The majority of the funding in the relief package is a result of federal stimulus dollars approved by Congress.

Highlights of the package include:

  • $618 million for vaccine administration, contract tracing and testing (includes emphasis on helping school districts reopen safely).
  • $668 million for schools as they resume in-person learning plus dedicated funding to help students catch up from learning loss during the pandemic.
  • $365 million for rental assistance to help tenants and landlords impacted by the pandemic.
  • $240 million for more than 12,000 small business assistance grants (administered through the state Department of Commerce).
  • $70 million to assist undocumented immigrants who have been impacted by the pandemic, but do not qualify for federal or state assistance.
  • $26 million for food assistance to individuals and households in need.
  • $50 million in grants to help childcare businesses stay open and expand capacity.

“Washingtonians have gone above and beyond to help one another through this pandemic, but more support and immediate relief is needed,” said Sen.

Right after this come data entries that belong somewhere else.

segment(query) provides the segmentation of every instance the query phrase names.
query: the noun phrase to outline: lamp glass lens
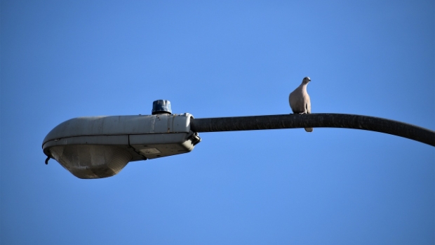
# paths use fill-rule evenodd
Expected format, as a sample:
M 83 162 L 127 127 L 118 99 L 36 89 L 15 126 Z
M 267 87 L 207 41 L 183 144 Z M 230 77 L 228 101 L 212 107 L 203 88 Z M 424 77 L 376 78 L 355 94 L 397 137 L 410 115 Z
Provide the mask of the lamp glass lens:
M 58 145 L 51 147 L 50 152 L 60 165 L 80 178 L 113 176 L 132 159 L 127 150 L 112 145 Z

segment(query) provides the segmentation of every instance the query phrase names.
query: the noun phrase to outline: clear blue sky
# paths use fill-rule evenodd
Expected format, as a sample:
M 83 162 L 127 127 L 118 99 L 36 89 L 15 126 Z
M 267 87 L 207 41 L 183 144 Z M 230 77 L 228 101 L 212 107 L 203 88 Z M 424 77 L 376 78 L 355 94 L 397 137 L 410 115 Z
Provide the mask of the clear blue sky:
M 435 129 L 434 1 L 1 1 L 1 244 L 434 244 L 435 148 L 352 129 L 201 133 L 76 178 L 42 140 L 81 116 L 313 113 Z

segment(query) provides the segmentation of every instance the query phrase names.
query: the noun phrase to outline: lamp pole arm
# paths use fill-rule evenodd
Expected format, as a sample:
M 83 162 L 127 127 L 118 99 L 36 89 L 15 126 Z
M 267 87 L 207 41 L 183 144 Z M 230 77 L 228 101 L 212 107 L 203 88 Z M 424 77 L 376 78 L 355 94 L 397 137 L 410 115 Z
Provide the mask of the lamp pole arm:
M 435 131 L 383 118 L 349 114 L 316 113 L 192 119 L 196 133 L 295 128 L 346 128 L 384 133 L 435 146 Z

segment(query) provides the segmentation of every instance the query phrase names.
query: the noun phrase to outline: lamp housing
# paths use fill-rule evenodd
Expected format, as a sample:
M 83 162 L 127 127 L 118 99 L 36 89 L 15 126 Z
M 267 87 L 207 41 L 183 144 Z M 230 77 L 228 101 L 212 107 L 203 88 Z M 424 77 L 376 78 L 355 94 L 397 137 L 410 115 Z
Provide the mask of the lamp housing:
M 119 173 L 128 162 L 189 152 L 201 142 L 189 113 L 77 117 L 55 127 L 44 154 L 80 178 Z

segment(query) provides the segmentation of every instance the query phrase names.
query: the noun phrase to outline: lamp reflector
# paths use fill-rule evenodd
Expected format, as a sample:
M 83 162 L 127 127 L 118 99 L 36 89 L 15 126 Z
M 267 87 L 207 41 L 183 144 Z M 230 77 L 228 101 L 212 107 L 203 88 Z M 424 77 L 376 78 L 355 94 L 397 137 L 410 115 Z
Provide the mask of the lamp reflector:
M 131 160 L 126 150 L 113 145 L 70 145 L 50 147 L 53 157 L 80 178 L 113 176 Z

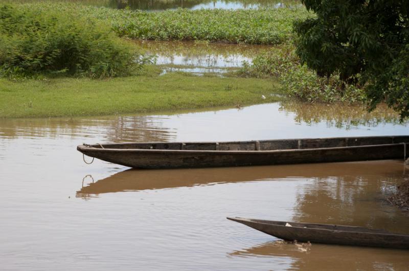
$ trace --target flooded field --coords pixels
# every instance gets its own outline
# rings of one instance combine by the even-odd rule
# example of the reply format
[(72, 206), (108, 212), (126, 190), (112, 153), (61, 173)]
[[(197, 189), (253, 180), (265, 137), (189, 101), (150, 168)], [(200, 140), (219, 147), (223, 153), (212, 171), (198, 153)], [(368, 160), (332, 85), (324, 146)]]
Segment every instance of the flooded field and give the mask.
[(230, 44), (193, 41), (135, 41), (137, 50), (155, 56), (154, 62), (166, 71), (197, 75), (223, 73), (237, 69), (243, 62), (272, 48), (267, 45)]
[(403, 161), (143, 170), (86, 165), (75, 150), (83, 142), (408, 133), (387, 109), (331, 108), (0, 120), (1, 269), (407, 269), (406, 251), (313, 244), (301, 251), (225, 219), (409, 234), (409, 214), (385, 200), (409, 178)]
[[(32, 3), (47, 1), (63, 2), (66, 0), (3, 0), (1, 2)], [(71, 0), (70, 2), (113, 9), (152, 11), (177, 8), (193, 10), (280, 8), (300, 5), (300, 1), (297, 0)]]

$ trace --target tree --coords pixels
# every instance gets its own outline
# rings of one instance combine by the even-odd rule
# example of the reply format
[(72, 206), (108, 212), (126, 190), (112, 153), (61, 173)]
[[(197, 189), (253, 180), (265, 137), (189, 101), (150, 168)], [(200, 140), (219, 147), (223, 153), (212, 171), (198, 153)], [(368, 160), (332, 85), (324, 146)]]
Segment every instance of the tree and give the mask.
[(320, 76), (365, 84), (369, 109), (385, 102), (409, 116), (409, 0), (302, 0), (297, 53)]

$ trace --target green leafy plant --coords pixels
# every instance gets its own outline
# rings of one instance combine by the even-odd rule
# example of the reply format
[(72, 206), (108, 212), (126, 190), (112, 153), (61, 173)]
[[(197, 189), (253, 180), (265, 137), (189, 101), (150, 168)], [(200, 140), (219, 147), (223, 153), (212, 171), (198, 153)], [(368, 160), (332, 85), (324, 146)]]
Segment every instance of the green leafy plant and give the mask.
[(30, 7), (0, 6), (3, 76), (102, 78), (128, 75), (146, 61), (97, 19)]

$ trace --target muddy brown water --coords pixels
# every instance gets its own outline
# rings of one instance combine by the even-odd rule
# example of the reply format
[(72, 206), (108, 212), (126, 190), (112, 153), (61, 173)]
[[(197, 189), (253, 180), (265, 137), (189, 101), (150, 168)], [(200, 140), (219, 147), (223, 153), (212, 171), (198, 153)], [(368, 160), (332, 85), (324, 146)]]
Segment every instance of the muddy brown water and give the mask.
[(262, 52), (274, 50), (268, 45), (229, 44), (203, 41), (133, 41), (141, 54), (153, 56), (152, 62), (166, 72), (180, 71), (202, 75), (223, 73), (253, 62)]
[(407, 269), (407, 251), (318, 244), (301, 250), (225, 219), (409, 234), (409, 215), (385, 199), (409, 179), (403, 161), (143, 170), (97, 160), (86, 165), (75, 150), (84, 142), (409, 131), (386, 110), (367, 115), (356, 108), (320, 106), (276, 103), (172, 114), (0, 120), (0, 269)]

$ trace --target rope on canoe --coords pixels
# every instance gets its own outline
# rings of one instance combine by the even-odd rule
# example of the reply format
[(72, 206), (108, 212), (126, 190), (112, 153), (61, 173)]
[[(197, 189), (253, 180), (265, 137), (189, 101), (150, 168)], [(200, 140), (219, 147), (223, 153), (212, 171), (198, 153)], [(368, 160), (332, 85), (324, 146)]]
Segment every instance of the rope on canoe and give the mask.
[(85, 178), (87, 178), (87, 177), (89, 177), (89, 178), (91, 178), (91, 180), (93, 180), (93, 183), (94, 183), (94, 178), (93, 178), (93, 176), (92, 176), (92, 175), (90, 175), (90, 174), (88, 174), (88, 175), (85, 175), (85, 177), (84, 177), (84, 178), (82, 178), (82, 185), (81, 187), (84, 187), (84, 180), (85, 179)]
[(82, 154), (82, 160), (84, 160), (84, 162), (85, 164), (88, 164), (88, 165), (90, 165), (91, 164), (93, 163), (93, 162), (94, 162), (94, 158), (95, 158), (95, 157), (93, 157), (92, 161), (88, 163), (86, 161), (85, 161), (85, 155), (84, 155), (84, 154)]

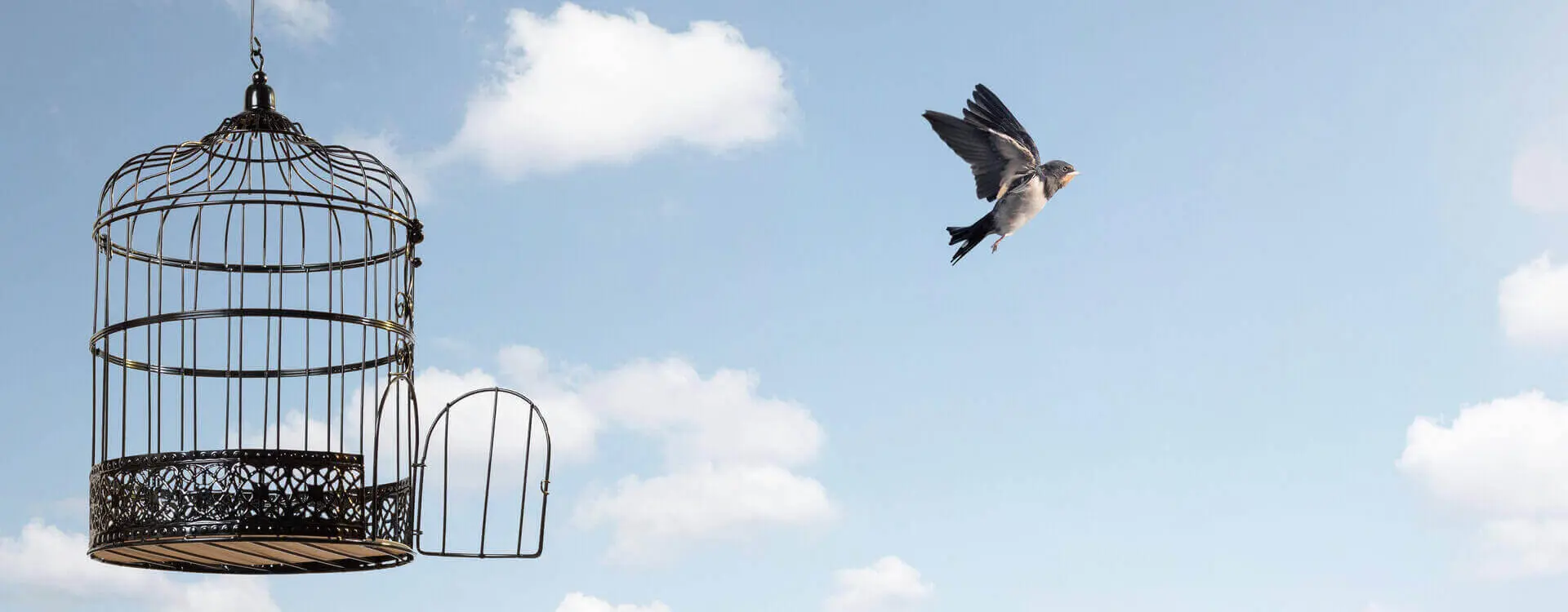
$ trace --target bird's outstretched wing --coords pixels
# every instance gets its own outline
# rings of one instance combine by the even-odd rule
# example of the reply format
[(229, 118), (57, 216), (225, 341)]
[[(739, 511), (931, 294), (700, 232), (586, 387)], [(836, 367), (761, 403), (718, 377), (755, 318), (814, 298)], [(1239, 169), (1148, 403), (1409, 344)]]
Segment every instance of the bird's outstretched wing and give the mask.
[(1007, 194), (1016, 178), (1036, 172), (1040, 166), (1035, 141), (983, 85), (975, 86), (964, 119), (938, 111), (922, 116), (942, 142), (969, 163), (975, 175), (975, 197), (986, 202)]
[(1029, 153), (1035, 160), (1040, 158), (1040, 147), (1029, 136), (1029, 130), (1024, 130), (1024, 125), (1018, 122), (1013, 111), (1007, 110), (1002, 99), (996, 97), (985, 85), (975, 85), (975, 92), (969, 99), (969, 108), (964, 110), (964, 119), (986, 130), (1007, 135), (1024, 147), (1029, 147)]

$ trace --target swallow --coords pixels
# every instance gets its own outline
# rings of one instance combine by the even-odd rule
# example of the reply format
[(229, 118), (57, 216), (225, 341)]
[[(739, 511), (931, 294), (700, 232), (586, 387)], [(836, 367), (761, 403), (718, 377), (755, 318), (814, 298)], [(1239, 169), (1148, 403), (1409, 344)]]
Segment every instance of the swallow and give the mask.
[(1004, 238), (1040, 214), (1046, 202), (1077, 177), (1077, 169), (1066, 161), (1040, 163), (1035, 139), (985, 85), (975, 85), (963, 119), (938, 111), (925, 111), (922, 116), (936, 136), (969, 163), (975, 177), (975, 197), (996, 202), (980, 221), (947, 229), (949, 246), (963, 243), (953, 254), (952, 265), (958, 265), (958, 260), (993, 233), (997, 238), (991, 243), (991, 252), (996, 252)]

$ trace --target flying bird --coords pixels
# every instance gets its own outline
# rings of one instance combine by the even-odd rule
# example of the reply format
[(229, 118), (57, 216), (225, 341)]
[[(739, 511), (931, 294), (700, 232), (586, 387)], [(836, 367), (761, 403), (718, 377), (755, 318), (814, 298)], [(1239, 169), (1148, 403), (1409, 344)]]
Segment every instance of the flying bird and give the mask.
[(997, 238), (991, 243), (991, 252), (996, 252), (1002, 238), (1024, 227), (1057, 191), (1077, 177), (1077, 171), (1066, 161), (1041, 164), (1035, 139), (985, 85), (975, 85), (963, 119), (938, 111), (925, 111), (922, 116), (931, 122), (931, 130), (936, 130), (942, 142), (969, 163), (975, 175), (975, 197), (996, 202), (980, 221), (947, 229), (952, 238), (949, 246), (964, 243), (953, 254), (953, 265), (993, 233)]

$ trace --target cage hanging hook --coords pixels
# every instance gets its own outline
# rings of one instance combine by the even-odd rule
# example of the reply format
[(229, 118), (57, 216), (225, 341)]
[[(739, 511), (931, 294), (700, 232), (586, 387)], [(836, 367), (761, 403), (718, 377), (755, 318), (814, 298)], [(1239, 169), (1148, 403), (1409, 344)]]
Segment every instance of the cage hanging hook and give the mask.
[(260, 72), (262, 66), (267, 64), (267, 56), (262, 55), (262, 39), (251, 36), (251, 66)]
[(262, 39), (256, 38), (256, 0), (251, 0), (251, 66), (256, 66), (256, 72), (262, 70), (267, 64), (267, 58), (262, 56)]

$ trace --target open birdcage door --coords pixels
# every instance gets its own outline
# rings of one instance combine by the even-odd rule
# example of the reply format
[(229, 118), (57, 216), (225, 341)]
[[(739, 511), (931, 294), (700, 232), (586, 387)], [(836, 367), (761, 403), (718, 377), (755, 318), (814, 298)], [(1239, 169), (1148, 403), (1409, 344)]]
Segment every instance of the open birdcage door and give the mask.
[[(535, 466), (539, 460), (543, 470)], [(425, 432), (416, 471), (420, 554), (536, 559), (544, 553), (550, 427), (522, 393), (491, 387), (448, 402)]]

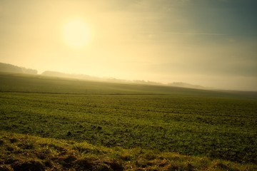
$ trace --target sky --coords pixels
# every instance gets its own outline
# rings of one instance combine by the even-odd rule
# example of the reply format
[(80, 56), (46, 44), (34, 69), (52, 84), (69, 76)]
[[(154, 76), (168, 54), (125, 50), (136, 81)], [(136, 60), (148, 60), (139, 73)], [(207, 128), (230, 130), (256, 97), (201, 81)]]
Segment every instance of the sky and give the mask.
[(0, 62), (257, 90), (256, 0), (0, 0)]

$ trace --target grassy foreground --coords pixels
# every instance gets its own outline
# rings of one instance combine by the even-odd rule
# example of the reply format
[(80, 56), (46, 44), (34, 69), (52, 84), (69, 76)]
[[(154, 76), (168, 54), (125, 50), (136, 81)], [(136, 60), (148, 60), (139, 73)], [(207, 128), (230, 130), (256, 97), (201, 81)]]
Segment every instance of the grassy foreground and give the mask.
[(256, 170), (257, 93), (0, 73), (1, 170)]
[(254, 170), (256, 165), (0, 131), (0, 170)]

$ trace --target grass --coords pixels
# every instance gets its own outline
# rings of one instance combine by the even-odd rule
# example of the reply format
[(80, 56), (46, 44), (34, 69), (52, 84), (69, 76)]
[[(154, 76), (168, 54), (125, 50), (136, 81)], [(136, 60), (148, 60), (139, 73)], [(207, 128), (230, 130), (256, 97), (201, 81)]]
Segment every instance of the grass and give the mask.
[(206, 157), (126, 150), (1, 131), (0, 170), (253, 170)]
[[(17, 140), (22, 136), (40, 141), (51, 140), (58, 142), (56, 144), (64, 143), (65, 147), (90, 143), (86, 145), (96, 150), (86, 150), (89, 151), (86, 157), (94, 156), (89, 157), (94, 165), (91, 170), (104, 167), (101, 160), (107, 159), (114, 160), (111, 161), (119, 163), (122, 170), (190, 170), (191, 165), (191, 170), (251, 170), (256, 166), (257, 95), (254, 92), (6, 73), (0, 74), (0, 130), (6, 135), (0, 140), (4, 139), (4, 148), (5, 145), (13, 148), (16, 145), (11, 142), (12, 136), (19, 137)], [(37, 145), (35, 141), (31, 142), (32, 147)], [(39, 147), (38, 153), (41, 153), (40, 148), (44, 147)], [(79, 170), (75, 161), (86, 157), (85, 151), (73, 150), (78, 152), (73, 164), (69, 164), (70, 167), (61, 165), (62, 169)], [(53, 153), (53, 157), (56, 155)], [(146, 155), (152, 157), (142, 157)], [(174, 155), (178, 156), (180, 164), (173, 160), (171, 156)], [(4, 164), (8, 158), (6, 154), (1, 155), (1, 165), (13, 168), (15, 164)], [(37, 156), (33, 158), (38, 159)], [(204, 164), (200, 159), (206, 161)], [(196, 160), (189, 165), (188, 160)], [(50, 160), (56, 167), (54, 160)], [(40, 162), (44, 170), (49, 169), (44, 161)], [(107, 170), (111, 170), (110, 165)], [(174, 165), (177, 167), (172, 167)]]

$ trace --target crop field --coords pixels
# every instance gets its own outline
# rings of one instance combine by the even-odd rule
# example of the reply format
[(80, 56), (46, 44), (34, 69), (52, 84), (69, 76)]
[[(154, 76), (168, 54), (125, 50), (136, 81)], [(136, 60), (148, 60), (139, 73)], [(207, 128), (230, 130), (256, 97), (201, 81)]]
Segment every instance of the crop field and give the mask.
[(256, 166), (257, 94), (1, 73), (0, 130)]

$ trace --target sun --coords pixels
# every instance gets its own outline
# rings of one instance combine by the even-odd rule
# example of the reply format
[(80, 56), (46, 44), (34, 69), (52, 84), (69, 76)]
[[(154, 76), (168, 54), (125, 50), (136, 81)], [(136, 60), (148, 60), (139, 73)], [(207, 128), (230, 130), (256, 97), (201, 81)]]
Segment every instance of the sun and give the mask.
[(88, 43), (89, 36), (89, 26), (81, 20), (72, 20), (64, 25), (64, 40), (72, 48), (83, 48)]

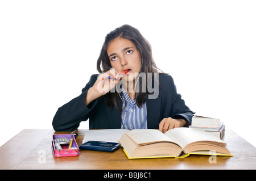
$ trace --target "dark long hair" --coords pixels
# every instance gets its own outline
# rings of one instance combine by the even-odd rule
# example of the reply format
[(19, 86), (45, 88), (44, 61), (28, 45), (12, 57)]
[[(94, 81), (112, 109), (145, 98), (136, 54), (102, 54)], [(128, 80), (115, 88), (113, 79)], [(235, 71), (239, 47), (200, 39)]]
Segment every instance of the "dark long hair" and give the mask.
[[(139, 52), (142, 58), (142, 67), (141, 72), (144, 72), (147, 76), (148, 73), (157, 73), (158, 68), (152, 56), (152, 50), (150, 44), (142, 36), (141, 32), (132, 26), (125, 24), (119, 27), (108, 33), (105, 39), (104, 43), (101, 48), (100, 56), (97, 61), (97, 69), (99, 73), (105, 73), (111, 68), (110, 61), (107, 53), (108, 47), (109, 43), (114, 39), (121, 37), (133, 42)], [(154, 77), (152, 77), (154, 80)], [(140, 86), (140, 87), (141, 87)], [(141, 87), (139, 92), (137, 92), (134, 99), (136, 99), (137, 104), (141, 107), (147, 100), (148, 91), (141, 92)], [(110, 108), (114, 105), (117, 110), (121, 112), (120, 108), (117, 106), (117, 101), (119, 99), (118, 92), (108, 92), (105, 95), (106, 101)]]

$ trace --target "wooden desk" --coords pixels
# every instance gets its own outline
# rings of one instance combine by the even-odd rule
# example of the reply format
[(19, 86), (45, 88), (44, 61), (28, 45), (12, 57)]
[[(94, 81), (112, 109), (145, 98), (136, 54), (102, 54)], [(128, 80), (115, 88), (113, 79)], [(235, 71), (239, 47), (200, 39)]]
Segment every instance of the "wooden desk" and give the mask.
[[(85, 130), (79, 129), (76, 140), (82, 144)], [(256, 169), (256, 148), (232, 131), (224, 140), (233, 157), (209, 155), (184, 158), (129, 160), (121, 149), (114, 153), (80, 150), (79, 156), (56, 158), (51, 149), (52, 129), (24, 129), (0, 148), (0, 169)]]

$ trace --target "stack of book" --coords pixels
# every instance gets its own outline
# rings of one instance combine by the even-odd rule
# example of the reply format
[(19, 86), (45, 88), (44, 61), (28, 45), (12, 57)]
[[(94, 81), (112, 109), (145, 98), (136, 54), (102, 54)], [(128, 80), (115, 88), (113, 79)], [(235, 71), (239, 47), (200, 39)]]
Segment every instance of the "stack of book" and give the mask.
[(221, 139), (225, 133), (225, 125), (220, 119), (195, 115), (189, 128), (203, 129)]

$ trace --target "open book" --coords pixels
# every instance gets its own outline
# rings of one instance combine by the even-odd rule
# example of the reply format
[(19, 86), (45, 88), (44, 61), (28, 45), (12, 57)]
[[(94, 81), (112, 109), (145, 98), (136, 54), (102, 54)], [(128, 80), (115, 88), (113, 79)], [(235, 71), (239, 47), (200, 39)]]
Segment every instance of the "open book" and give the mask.
[(222, 140), (189, 128), (172, 129), (164, 134), (156, 129), (134, 129), (125, 133), (119, 142), (129, 159), (185, 157), (192, 154), (232, 156)]

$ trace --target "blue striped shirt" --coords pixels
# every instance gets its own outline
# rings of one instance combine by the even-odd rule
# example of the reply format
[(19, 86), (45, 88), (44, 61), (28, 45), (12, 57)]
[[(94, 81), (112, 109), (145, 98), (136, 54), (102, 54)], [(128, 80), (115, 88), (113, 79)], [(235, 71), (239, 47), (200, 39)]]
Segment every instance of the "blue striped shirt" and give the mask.
[[(122, 89), (123, 103), (122, 110), (122, 129), (147, 129), (147, 106), (142, 108), (136, 104), (136, 100), (131, 100), (126, 91)], [(125, 106), (126, 106), (125, 107)]]

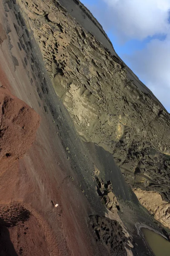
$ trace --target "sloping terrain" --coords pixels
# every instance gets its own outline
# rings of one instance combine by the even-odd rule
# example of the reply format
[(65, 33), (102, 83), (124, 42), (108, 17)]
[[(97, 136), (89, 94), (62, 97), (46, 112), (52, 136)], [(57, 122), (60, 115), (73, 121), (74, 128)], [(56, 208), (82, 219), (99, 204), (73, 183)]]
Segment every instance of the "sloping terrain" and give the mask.
[[(133, 120), (127, 127), (121, 122), (122, 114), (118, 121), (115, 110), (124, 102), (118, 87), (125, 91), (128, 81), (124, 64), (57, 1), (4, 0), (0, 12), (0, 254), (152, 255), (136, 224), (168, 234), (114, 159), (115, 150), (120, 159), (127, 157), (117, 140), (133, 127)], [(139, 93), (133, 83), (126, 90), (130, 102)], [(168, 116), (164, 110), (159, 114)], [(140, 145), (139, 134), (138, 140)], [(132, 182), (134, 175), (128, 174)]]
[(78, 1), (61, 3), (70, 12), (70, 6), (73, 10), (77, 6), (73, 16), (75, 12), (78, 15), (78, 9), (84, 10), (84, 23), (81, 14), (75, 17), (104, 44), (58, 2), (19, 2), (55, 92), (83, 140), (112, 154), (129, 184), (158, 192), (169, 201), (169, 113), (149, 89), (138, 79), (136, 81), (113, 48), (111, 54), (110, 42), (107, 41), (109, 47), (101, 27), (98, 30), (99, 25), (94, 20), (91, 23), (93, 26), (87, 27), (86, 21), (91, 15)]

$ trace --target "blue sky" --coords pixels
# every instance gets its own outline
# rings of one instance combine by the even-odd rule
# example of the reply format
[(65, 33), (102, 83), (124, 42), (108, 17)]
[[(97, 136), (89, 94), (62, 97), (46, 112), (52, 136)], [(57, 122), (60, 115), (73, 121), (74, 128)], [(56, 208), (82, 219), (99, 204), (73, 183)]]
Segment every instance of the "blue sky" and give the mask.
[(170, 112), (170, 0), (81, 0)]

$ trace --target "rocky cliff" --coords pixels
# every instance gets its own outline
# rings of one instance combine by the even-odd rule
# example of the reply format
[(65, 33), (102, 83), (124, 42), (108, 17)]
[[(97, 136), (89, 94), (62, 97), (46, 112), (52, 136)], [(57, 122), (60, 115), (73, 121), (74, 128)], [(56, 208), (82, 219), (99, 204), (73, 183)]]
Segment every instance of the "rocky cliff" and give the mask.
[(99, 34), (97, 39), (94, 29), (88, 31), (58, 2), (19, 1), (82, 139), (112, 154), (131, 185), (157, 192), (169, 201), (170, 115), (113, 48), (111, 53), (101, 27), (75, 2), (84, 8), (84, 19), (91, 17), (100, 29), (103, 44)]
[(141, 229), (169, 238), (168, 113), (77, 0), (0, 13), (0, 254), (153, 255)]

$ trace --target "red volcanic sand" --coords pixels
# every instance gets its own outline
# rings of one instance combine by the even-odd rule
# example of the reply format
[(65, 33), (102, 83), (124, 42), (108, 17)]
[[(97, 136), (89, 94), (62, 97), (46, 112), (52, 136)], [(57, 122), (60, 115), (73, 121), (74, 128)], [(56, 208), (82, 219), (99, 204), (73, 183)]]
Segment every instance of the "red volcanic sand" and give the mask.
[(40, 119), (33, 109), (5, 87), (0, 87), (0, 175), (31, 146)]

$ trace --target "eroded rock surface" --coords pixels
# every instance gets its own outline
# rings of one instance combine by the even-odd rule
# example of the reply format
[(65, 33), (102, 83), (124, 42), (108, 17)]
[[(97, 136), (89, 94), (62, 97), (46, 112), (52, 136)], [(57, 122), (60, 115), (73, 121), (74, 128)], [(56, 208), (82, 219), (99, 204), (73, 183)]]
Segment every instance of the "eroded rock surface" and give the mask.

June Robinson (D-Everett), vice chair of the Senate Ways & Means committee. “Small business owners, folks struggling to pay for food and basic living expenses, working parents in need of childcare, tenants and landlords — this relief package will get help into their hands so that we can all rebound from this public health crisis together.”

The package includes additional legislation to provide financial relief to Washingtonians in the coming weeks:

  • SB 5061 will provide relief from unemployment insurance taxes for employers throughout the state.
  • SB 5272 will waive liquor license fees for distressed businesses impacted by closures during the pandemic.
  • HB 1002 will exempt federal funds received via the Paycheck Protection Program from being subject to B&O taxes.

“Our pandemic response is three pronged – prevention, relief and recovery. The significant investment in this package addresses all three. This health and economic recovery package will help working families, small businesses, childcare providers, schools, renters, landlords, and others most impacted by the pandemic,” said Senate Majority Leader Andy Billig (D-Spokane). “The recovery package will also help public health agencies to contact trace and distribute vaccines better and faster. But let me be clear – this is not the end. Our work is not finished until the virus is gone and Washington’s economic recovery is complete.”

The bills reflecting the changes are SB 5343 and SB 5344 and their companion bills are HB 1367 and HB 1368.

Senate Democrats and House Democrats will hold a joint media availability on Monday, January 25 at 2:15 p.m. The Legislature is wrapping up the second week of a 105-day session that is scheduled to adjourn April 25.